Educational Objective
To identify the key insights or developments described in this article
1 Credit CME
Key Points

Question  What proportion of individuals living in southern New England had immunity to SARS-CoV-2, either through past infection or vaccination, by May 31, 2021?

Findings  This case series analysis for Rhode Island, Massachusetts, and Connecticut revealed that two-thirds of residents were immune to SARS-CoV-2 by May 31, 2021. The population immune fraction was lower than desired because 27% of vaccines during the winter to spring 2021 vaccination campaign were administered to individuals who were already seropositive.

Meaning  These findings suggest that SARS-CoV-2 population immunity was overestimated in summer 2021 and that future emergency-setting vaccination campaigns may need to exceed traditional coverage goals.

Abstract

Importance  In emergency epidemic and pandemic settings, public health agencies need to be able to measure the population-level attack rate, defined as the total percentage of the population infected thus far. During vaccination campaigns in such settings, public health agencies need to be able to assess how much the vaccination campaign is contributing to population immunity; specifically, the proportion of vaccines being administered to individuals who are already seropositive must be estimated.

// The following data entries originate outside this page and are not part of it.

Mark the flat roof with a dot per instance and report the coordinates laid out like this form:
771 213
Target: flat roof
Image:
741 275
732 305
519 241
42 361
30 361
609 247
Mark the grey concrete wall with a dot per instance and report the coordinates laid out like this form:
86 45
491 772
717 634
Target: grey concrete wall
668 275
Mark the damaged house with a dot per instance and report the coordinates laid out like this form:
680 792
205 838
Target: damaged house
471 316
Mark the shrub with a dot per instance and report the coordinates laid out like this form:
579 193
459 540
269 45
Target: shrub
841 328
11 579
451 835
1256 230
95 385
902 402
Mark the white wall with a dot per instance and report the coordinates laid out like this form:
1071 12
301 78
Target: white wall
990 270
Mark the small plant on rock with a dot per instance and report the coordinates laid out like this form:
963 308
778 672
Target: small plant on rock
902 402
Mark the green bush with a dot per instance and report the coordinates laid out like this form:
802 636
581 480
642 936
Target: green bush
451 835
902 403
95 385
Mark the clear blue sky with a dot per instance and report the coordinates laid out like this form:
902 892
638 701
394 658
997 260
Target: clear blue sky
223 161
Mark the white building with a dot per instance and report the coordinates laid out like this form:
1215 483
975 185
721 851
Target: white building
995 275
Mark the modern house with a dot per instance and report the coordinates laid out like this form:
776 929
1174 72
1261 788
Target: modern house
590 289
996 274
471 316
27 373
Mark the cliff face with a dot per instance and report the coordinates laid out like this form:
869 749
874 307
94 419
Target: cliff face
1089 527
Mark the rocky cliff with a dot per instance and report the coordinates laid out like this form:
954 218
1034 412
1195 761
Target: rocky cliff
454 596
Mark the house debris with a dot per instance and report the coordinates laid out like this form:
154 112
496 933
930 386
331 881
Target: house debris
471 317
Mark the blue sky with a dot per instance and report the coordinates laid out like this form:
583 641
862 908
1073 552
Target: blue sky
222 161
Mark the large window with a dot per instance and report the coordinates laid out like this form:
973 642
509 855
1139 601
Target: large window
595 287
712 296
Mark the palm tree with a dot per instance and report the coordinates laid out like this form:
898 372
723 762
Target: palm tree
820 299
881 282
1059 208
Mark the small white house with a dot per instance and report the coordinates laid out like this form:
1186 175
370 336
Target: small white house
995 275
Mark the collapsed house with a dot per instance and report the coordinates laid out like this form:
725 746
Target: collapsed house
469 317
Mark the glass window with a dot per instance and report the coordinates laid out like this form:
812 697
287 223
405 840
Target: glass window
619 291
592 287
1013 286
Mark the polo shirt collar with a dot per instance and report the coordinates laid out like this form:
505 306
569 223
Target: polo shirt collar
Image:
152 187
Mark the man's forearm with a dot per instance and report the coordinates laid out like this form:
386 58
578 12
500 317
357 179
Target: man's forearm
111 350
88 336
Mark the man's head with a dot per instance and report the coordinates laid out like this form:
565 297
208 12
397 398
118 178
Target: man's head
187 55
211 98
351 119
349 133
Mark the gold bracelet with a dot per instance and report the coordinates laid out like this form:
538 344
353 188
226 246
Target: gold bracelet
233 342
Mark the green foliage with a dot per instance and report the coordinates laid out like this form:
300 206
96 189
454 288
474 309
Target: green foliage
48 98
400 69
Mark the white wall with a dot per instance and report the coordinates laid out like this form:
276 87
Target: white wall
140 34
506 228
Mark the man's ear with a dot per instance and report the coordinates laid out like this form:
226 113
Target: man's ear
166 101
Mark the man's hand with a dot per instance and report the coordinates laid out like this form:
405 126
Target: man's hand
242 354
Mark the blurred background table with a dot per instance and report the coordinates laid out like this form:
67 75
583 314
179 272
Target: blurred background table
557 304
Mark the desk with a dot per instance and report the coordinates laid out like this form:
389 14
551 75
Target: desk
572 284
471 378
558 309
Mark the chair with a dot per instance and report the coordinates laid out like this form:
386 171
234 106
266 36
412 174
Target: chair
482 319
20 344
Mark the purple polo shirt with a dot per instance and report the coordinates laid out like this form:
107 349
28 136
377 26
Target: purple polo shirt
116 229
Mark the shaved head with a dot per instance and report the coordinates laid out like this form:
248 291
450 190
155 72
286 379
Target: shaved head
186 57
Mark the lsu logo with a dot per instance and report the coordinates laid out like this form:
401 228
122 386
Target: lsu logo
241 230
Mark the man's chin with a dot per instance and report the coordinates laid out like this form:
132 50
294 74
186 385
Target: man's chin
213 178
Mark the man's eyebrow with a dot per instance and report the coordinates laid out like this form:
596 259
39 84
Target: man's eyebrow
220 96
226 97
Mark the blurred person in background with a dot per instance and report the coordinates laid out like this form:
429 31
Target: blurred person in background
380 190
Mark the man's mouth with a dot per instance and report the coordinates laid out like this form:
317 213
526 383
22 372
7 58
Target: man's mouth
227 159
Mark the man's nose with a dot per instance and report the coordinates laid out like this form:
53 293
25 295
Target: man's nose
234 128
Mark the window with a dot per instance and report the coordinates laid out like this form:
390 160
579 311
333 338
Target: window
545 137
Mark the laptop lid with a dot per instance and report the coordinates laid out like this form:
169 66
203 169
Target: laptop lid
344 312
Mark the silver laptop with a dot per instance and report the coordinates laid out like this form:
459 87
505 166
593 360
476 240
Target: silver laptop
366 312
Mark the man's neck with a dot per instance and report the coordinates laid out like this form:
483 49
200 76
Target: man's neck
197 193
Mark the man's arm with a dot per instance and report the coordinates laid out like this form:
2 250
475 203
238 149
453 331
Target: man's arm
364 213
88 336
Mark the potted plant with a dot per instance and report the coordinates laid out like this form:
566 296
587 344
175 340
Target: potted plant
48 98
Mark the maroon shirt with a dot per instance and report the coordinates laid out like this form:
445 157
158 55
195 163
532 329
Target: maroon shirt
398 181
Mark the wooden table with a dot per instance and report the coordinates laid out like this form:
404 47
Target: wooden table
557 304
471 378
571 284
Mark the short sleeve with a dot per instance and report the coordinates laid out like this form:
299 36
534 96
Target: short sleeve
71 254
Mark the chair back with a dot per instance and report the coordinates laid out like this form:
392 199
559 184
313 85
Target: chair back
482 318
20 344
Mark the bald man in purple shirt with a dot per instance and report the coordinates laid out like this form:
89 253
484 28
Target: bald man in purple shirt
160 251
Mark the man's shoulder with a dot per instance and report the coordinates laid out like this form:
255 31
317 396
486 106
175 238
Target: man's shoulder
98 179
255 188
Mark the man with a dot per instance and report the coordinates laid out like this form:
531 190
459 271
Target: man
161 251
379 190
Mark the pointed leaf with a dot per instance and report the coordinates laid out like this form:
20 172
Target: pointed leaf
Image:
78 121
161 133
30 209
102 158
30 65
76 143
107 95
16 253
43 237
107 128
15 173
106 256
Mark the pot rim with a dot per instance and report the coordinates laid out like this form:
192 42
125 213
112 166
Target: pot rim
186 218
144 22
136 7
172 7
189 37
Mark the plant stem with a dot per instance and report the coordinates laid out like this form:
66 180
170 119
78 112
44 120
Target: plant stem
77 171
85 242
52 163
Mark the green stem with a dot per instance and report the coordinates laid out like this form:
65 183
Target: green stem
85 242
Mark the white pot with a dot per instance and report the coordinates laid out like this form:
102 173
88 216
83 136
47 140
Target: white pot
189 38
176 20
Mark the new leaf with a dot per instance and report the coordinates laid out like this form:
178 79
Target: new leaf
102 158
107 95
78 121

Objective  To estimate population-level immunity to SARS-CoV-2 through May 31, 2021, in Rhode Island, Massachusetts, and Connecticut.

Design, Setting, and Participants  This observational case series assessed cases, hospitalizations, intensive care unit occupancy, ventilator occupancy, and deaths from March 1, 2020, to May 31, 2021, in Rhode Island, Massachusetts, and Connecticut. Data were analyzed from July 2021 to November 2021.

Exposures  COVID-19–positive test result reported to state department of health.

Main Outcomes and Measures  The main outcomes were statistical estimates, from a bayesian inference framework, of the percentage of individuals as of May 31, 2021, who were (1) previously infected and vaccinated, (2) previously uninfected and vaccinated, and (3) previously infected but not vaccinated.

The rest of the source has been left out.